Fig. 7

Angptl3 promotes blood TG clearance that is associated with SmarcAL1 activities. (A) Angptl3 protein has a long-term effect on reducing blood TG levels. Female (left) and male (right) WT mice (16 weeks) were fed with HFD for 4 weeks. Purified Fc and Fc-Angptl3 proteins as in sFig. 12 were injected into these mice. Blood samples were collected ten days after the first injection and analyzed for plasma TG levels (see Methods for experimental details). (B) Angptl3 promotes fat accumulation in the livers. Liver sections from the mice were stained with oil red staining and large lipid macrovesicles were quantified using ImageJ (right). Scale bar, 25 µM. (C) Ex vivo analysis of mouse primary hepatocytes.
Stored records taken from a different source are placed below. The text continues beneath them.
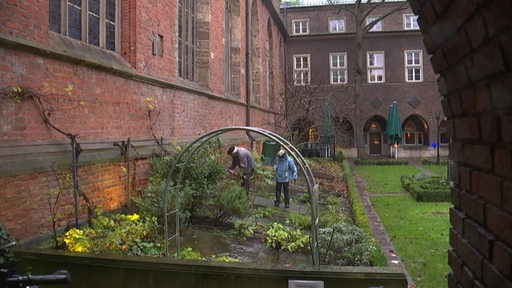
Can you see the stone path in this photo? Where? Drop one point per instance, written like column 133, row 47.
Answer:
column 373, row 218
column 378, row 229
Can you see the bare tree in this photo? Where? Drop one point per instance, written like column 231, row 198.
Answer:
column 301, row 107
column 363, row 8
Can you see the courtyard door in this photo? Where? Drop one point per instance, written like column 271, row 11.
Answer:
column 375, row 145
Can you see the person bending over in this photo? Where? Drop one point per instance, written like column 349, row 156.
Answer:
column 242, row 158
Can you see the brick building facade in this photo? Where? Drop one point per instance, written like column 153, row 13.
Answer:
column 469, row 46
column 108, row 101
column 120, row 77
column 325, row 35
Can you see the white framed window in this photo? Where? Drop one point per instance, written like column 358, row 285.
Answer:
column 301, row 69
column 412, row 135
column 300, row 26
column 187, row 39
column 337, row 25
column 375, row 63
column 411, row 22
column 413, row 66
column 377, row 26
column 338, row 67
column 91, row 21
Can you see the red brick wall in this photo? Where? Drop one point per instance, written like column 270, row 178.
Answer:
column 470, row 46
column 25, row 210
column 109, row 99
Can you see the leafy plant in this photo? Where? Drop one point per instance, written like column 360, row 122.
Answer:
column 247, row 227
column 298, row 220
column 225, row 258
column 345, row 245
column 228, row 199
column 191, row 254
column 427, row 188
column 6, row 253
column 283, row 238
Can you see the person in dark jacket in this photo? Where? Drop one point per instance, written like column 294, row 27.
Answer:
column 285, row 170
column 242, row 158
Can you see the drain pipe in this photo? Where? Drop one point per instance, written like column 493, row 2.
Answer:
column 248, row 71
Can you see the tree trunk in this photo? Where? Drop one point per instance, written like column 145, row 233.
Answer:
column 358, row 105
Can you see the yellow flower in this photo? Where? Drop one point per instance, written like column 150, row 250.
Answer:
column 133, row 217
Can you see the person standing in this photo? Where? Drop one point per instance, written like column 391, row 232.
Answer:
column 285, row 170
column 242, row 158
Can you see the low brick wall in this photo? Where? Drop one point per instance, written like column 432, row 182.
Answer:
column 108, row 271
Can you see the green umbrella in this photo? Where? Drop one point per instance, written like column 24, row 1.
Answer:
column 394, row 128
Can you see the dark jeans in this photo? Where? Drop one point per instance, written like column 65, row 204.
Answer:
column 246, row 180
column 284, row 186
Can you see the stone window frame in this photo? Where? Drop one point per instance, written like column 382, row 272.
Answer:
column 415, row 68
column 412, row 133
column 107, row 36
column 411, row 22
column 301, row 70
column 336, row 69
column 187, row 40
column 302, row 25
column 377, row 26
column 337, row 25
column 373, row 67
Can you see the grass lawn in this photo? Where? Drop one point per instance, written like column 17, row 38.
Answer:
column 419, row 230
column 441, row 170
column 384, row 179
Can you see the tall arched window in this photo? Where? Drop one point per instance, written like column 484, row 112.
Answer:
column 186, row 39
column 93, row 22
column 413, row 135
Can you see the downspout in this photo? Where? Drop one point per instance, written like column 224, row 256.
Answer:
column 248, row 72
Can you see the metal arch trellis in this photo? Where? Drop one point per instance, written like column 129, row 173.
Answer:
column 292, row 151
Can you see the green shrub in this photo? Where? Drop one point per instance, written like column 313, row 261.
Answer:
column 246, row 228
column 345, row 245
column 228, row 199
column 427, row 188
column 6, row 255
column 429, row 162
column 282, row 238
column 333, row 212
column 299, row 220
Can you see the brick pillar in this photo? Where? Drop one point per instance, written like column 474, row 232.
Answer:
column 470, row 46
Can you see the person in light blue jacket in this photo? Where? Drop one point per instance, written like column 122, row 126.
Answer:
column 285, row 170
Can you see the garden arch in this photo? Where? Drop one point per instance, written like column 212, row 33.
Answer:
column 196, row 144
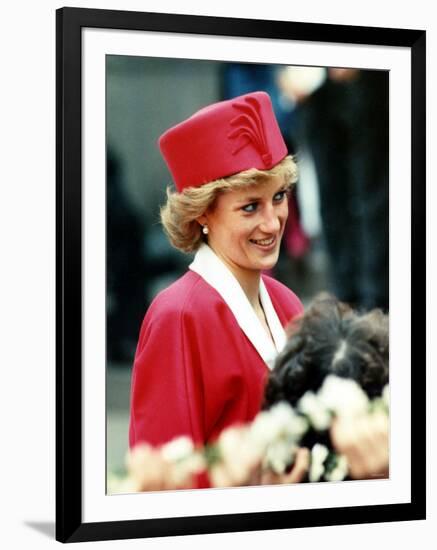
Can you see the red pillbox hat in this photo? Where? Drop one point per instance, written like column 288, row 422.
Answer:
column 223, row 139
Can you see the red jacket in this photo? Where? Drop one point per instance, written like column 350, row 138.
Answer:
column 195, row 371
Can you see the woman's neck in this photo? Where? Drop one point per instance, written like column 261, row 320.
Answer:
column 249, row 280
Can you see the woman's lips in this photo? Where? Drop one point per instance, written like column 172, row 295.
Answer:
column 265, row 244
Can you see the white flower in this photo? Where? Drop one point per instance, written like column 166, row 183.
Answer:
column 315, row 410
column 183, row 459
column 340, row 470
column 280, row 454
column 177, row 449
column 343, row 396
column 319, row 454
column 262, row 430
column 239, row 455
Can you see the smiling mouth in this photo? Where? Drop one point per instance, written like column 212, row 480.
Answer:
column 263, row 242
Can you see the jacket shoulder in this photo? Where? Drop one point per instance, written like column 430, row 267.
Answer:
column 282, row 297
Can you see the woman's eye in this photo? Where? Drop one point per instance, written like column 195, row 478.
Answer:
column 249, row 207
column 279, row 196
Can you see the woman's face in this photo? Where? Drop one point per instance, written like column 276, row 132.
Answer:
column 246, row 225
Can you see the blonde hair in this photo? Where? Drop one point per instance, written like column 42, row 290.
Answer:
column 179, row 214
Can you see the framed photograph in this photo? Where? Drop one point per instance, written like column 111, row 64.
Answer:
column 346, row 99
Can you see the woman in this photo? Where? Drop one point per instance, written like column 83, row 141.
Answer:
column 207, row 342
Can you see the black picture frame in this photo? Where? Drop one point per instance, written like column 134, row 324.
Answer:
column 69, row 24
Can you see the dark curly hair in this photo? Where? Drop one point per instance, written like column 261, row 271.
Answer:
column 331, row 338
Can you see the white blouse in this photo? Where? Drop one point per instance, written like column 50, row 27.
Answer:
column 211, row 268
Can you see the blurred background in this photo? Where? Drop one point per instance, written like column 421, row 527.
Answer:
column 334, row 120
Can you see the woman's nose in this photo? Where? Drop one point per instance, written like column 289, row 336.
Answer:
column 270, row 222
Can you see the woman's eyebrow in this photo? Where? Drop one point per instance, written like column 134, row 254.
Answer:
column 255, row 198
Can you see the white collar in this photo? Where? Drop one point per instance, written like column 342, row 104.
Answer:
column 209, row 266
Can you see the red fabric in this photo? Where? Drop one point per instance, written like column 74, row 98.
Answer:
column 195, row 371
column 223, row 139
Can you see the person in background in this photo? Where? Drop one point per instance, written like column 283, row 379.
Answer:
column 332, row 338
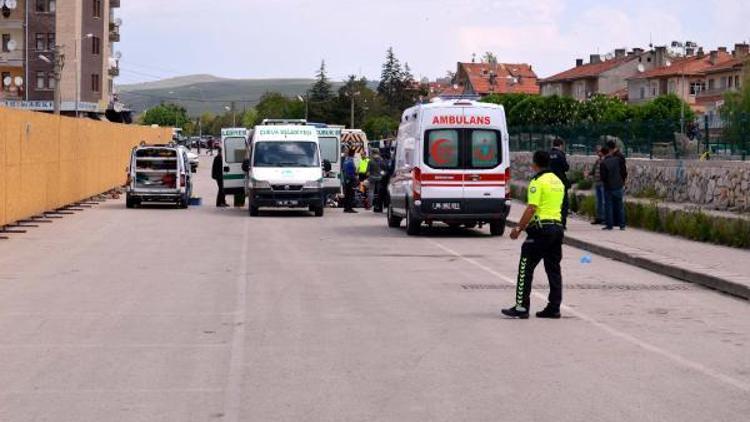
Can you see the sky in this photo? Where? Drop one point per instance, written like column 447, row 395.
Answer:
column 289, row 38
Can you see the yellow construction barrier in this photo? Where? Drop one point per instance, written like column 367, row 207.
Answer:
column 47, row 161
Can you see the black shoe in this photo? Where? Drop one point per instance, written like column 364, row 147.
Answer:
column 549, row 313
column 515, row 313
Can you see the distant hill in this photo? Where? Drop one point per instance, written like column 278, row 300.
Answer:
column 201, row 93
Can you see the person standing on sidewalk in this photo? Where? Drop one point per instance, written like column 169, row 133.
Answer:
column 350, row 181
column 560, row 167
column 598, row 187
column 614, row 183
column 542, row 222
column 217, row 173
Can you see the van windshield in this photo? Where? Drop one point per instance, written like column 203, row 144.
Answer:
column 286, row 154
column 329, row 149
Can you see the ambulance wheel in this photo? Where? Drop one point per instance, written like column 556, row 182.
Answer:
column 393, row 221
column 413, row 224
column 497, row 228
column 254, row 211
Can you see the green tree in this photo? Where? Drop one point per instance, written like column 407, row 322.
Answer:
column 166, row 115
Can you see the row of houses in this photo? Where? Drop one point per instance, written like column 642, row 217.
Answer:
column 635, row 76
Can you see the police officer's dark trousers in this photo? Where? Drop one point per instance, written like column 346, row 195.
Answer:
column 542, row 243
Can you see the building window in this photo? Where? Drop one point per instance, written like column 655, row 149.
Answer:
column 96, row 45
column 3, row 77
column 97, row 8
column 46, row 6
column 41, row 42
column 41, row 80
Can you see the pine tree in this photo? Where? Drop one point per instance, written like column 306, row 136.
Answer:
column 321, row 90
column 390, row 79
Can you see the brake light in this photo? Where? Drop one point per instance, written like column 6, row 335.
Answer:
column 507, row 183
column 416, row 183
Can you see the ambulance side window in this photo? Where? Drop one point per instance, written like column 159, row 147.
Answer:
column 485, row 149
column 442, row 149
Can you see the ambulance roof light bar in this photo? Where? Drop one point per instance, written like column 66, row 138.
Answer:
column 280, row 122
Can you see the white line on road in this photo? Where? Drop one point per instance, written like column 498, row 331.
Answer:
column 237, row 351
column 614, row 332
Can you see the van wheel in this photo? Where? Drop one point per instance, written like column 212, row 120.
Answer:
column 394, row 222
column 413, row 224
column 497, row 228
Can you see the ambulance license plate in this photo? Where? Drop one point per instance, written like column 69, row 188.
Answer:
column 446, row 206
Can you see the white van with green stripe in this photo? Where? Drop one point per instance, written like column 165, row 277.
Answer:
column 234, row 143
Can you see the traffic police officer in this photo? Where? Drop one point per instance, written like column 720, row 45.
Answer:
column 542, row 222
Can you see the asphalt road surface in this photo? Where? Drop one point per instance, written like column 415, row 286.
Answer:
column 207, row 314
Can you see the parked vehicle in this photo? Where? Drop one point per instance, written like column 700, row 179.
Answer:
column 284, row 168
column 452, row 165
column 234, row 143
column 159, row 173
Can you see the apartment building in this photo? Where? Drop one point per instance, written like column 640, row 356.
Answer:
column 84, row 31
column 682, row 76
column 603, row 75
column 12, row 47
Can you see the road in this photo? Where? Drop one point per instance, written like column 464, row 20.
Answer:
column 208, row 315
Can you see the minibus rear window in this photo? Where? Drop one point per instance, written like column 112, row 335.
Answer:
column 485, row 148
column 442, row 149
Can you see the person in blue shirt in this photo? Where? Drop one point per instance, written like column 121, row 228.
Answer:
column 350, row 181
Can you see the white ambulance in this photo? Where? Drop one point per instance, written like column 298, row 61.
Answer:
column 234, row 143
column 452, row 165
column 284, row 168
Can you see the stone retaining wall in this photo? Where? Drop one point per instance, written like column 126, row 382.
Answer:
column 720, row 185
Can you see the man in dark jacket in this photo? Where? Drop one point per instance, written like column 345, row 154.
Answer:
column 614, row 184
column 217, row 173
column 559, row 166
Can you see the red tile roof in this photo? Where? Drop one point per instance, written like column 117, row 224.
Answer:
column 478, row 75
column 687, row 66
column 586, row 71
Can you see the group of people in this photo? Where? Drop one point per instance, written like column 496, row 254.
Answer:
column 545, row 219
column 610, row 173
column 370, row 176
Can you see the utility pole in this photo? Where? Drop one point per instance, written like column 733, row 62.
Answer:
column 59, row 64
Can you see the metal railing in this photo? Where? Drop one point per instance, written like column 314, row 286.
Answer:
column 652, row 139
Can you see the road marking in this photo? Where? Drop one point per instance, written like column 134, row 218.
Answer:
column 615, row 332
column 237, row 352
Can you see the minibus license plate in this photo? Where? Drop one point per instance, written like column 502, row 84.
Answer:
column 446, row 206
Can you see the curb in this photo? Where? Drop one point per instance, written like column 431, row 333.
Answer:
column 713, row 282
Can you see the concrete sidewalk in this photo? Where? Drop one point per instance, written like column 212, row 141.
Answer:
column 718, row 267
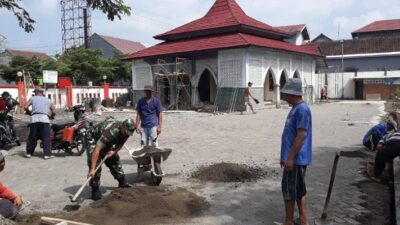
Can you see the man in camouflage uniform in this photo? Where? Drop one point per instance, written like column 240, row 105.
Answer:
column 109, row 136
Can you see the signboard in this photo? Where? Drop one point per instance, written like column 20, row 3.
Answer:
column 50, row 77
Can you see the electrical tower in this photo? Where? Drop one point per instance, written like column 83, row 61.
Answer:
column 3, row 41
column 75, row 23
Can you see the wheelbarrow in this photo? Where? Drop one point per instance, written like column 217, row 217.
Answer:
column 150, row 159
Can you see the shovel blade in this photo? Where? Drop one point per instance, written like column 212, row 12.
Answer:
column 322, row 222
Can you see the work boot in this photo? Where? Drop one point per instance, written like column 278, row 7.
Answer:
column 96, row 194
column 122, row 183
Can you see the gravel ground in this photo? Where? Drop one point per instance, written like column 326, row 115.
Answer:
column 199, row 139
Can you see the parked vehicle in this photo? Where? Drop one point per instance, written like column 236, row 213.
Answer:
column 7, row 129
column 79, row 111
column 70, row 137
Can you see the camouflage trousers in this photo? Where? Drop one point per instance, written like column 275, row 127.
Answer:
column 112, row 163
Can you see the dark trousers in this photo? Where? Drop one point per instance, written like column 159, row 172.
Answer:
column 7, row 209
column 112, row 163
column 389, row 152
column 39, row 131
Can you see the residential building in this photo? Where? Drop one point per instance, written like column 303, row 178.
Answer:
column 211, row 60
column 365, row 67
column 109, row 45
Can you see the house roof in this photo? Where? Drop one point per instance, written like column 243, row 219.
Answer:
column 292, row 29
column 123, row 45
column 223, row 14
column 295, row 29
column 380, row 45
column 27, row 54
column 380, row 25
column 220, row 42
column 321, row 38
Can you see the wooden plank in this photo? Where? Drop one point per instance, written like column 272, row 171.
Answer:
column 59, row 221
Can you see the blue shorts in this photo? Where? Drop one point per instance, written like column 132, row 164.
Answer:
column 293, row 184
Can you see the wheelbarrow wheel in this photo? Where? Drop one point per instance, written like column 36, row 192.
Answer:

Primary hepatocytes harvested from the livers of the mice as in A (see Methods for details) were fixed and hybridized with anti-PMP70 (green) and -SmarcAL1 (red) plus fluorescence-labeled secondary antibodies. Images were collected from confocal microscopy. Quantification was conducted using CellProfiler. Scale bar, 10 µM. (D) Schematic representation of the role of Angptl3-SmarcAL1 interaction in TG storage and trafficking. Under increased Angptl3 expression, slow cell growth induces SmarcAL1 translocation from nucleus to cytoplasmic peroxisomes by interacting with Angptl3 favoring fat storage. Fast cell growth reverses the process, and SmarcAL1 moves back to nucleus for regulating the expression of key lipid genes responsible for lipid metabolism. P values shown in this figure were calculated from two-sided unpaired t-test.